Friday, November 9, 2012

Short-Term Oversold, But No Divergence

Click on Chart to Enlarge

The hourly chart of SPY is oversold and the MACD making a bullish cross as I type this.  The daily chart shows prices have been touching the lower bollinger band for a few days indicating that prices are stretched to the downside.  However, there is no bullish divergence on the MACD even at the 30 min time frame, which calls into question whether this move down is bottoming for a major rebound attempt.

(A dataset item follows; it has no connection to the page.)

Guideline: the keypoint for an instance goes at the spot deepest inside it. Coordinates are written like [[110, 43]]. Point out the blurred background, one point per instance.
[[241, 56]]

The chart above is the VIX/VXV which is shorter term volatility divided by longer term volatility.  In general the shorter term (VIX) should be lower creating a VIX/VXV ratio that is less than 1.0 (indicated by the green line).  However, there are times when the VIX gets higher than VXV.  That usually indicates a point of intermediate term panic in the market and leads to a rebound pretty soon.  The market is out of balance under that condition.

Currently the ratio is not quite at 1.0 yet.  I have been watching this indicator to help pinpoint an upcoming rally attempt.  Of note is that the ratio is higher than it was at the June 2012 low which did not even reach 1.0. 

If it does move above the 1.0 level, I would expect a tradable bottom to occur soon after.  There is no guarantee that it will reach that level before a major rally attempt, and with prices oversold on the daily time frame, I think this is a time to protect open short positions by tightening stops or exiting on appropriate technical signals.



1 comment:

  1. The market will have its ups and its downs. The market climbs a wall of worry. Market Panics happen generally when everyone is bullish not when everyone is bearish.